Sul versante ligure, invece, nel 1997 il disciplinare DOP Riviera Ligure vuole, per giustificate ragioni storiche, produttive e commerciali, proteggere principalmente le pregiate produzioni imperiesi, caratterizzate dalla egemonia della varietà Taggiasca e dal suo olio dolce e maturo. La DOP Riviera Ligure tuttavia viene giustamente estesa a tutta la Liguria, dato che l’olivo ne è ovunque l’elemento agrario e paesaggistico caratterizzante. Anche qui ci si rende conto fin da subito che gli oli dell’estremo Levante si differenziano in modo evidente da quelli del Ponente, e per questo nasce la sottozona Riviera di Levante che accomuna, con una certa forzatura, gli oli del genovesato con quelli dello spezzino. Leggendo il disciplinare della sottozona troviamo la prevalenza delle varietà Lavagnina, Pignola, Razzola e Frantoio per almeno il 55%. Se teniamo presente che Lavagnina e Pignola sono presenti solo nel genovesato, risulta che nel territorio spezzino le varietà presenti sono in prevalenza la Frantoio e la sua “sorella siamese” Razzola, che ne ricalca in gran parte le caratteristiche. È altresì noto che per la parte percentuale rimanente la parte del leone la fa il Leccino, insieme ad altre varietà autoctone meno diffuse. Riguardo all’olio, il disciplinare lo descrive così: “olio di colore da giallo a verde-giallo, odore fruttato di lieve o media intensità, sapore fruttato con sensazione apprezzabile di dolce ed eventuale sensazione di piccante e/o di amaro”. È evidente anche in questo caso che stiamo parlando di un olio con caratteristiche ben diverse da quello comunemente identificato come ligure “Taggiasca Style”. A questo punto è abbastanza chiaro che parlando di “olio della Lunigiana” vuoi partendo dal punto di vista toscano, vuoi da quello ligure, stiamo descrivendo lo stesso olio, con le proprie caratteristiche peculiari e la propria personalità ben distinta dai due estremi.
Si crea un paradosso: un olio prodotto ad Aulla (MS), avrà la possibilità di ricevere la stessa denominazione – IGP Toscana – di un olio del Chianti, cosi come un olio prodotto a Santo Stefano di Magra (SP) potrà fregiarsi della stessa denominazione – DOP Riviera Ligure – di un olio di Lucinasco (IM), pur essendo in entrambi casi ben poco accomunabili per le loro caratteristiche organolettiche.
Se invece produrremo un olio con olive di Santo Stefano di Magra e Aulla insieme, benchè raccolte a poche centinaia di metri di distanza e appartenenti alle medesime varietà, potremo parlare solo di Olio 100% Italiano, senza poter sfruttare le certificazioni di origine.
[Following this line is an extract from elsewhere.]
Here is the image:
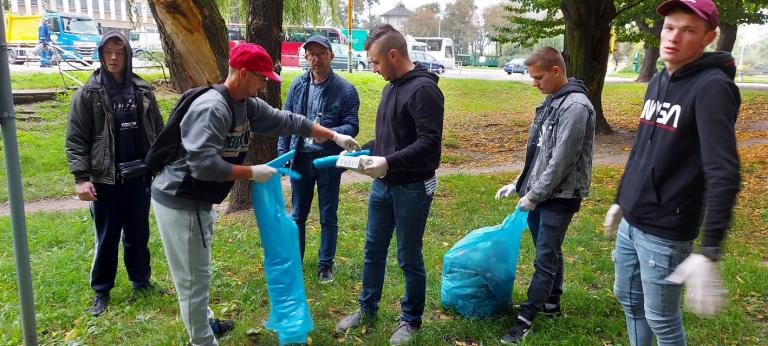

Per questo l’unica giustificazione sarà… la definizione delle regioni italiane stabilita al momento della nascita della Nazione, quando la Lunigiana, terra dalle caratteristiche storiche, culturali e gastronomiche ben definite ed omogenee, non ebbe la possibilità di vedere riconosciuta la propria peculiare identità.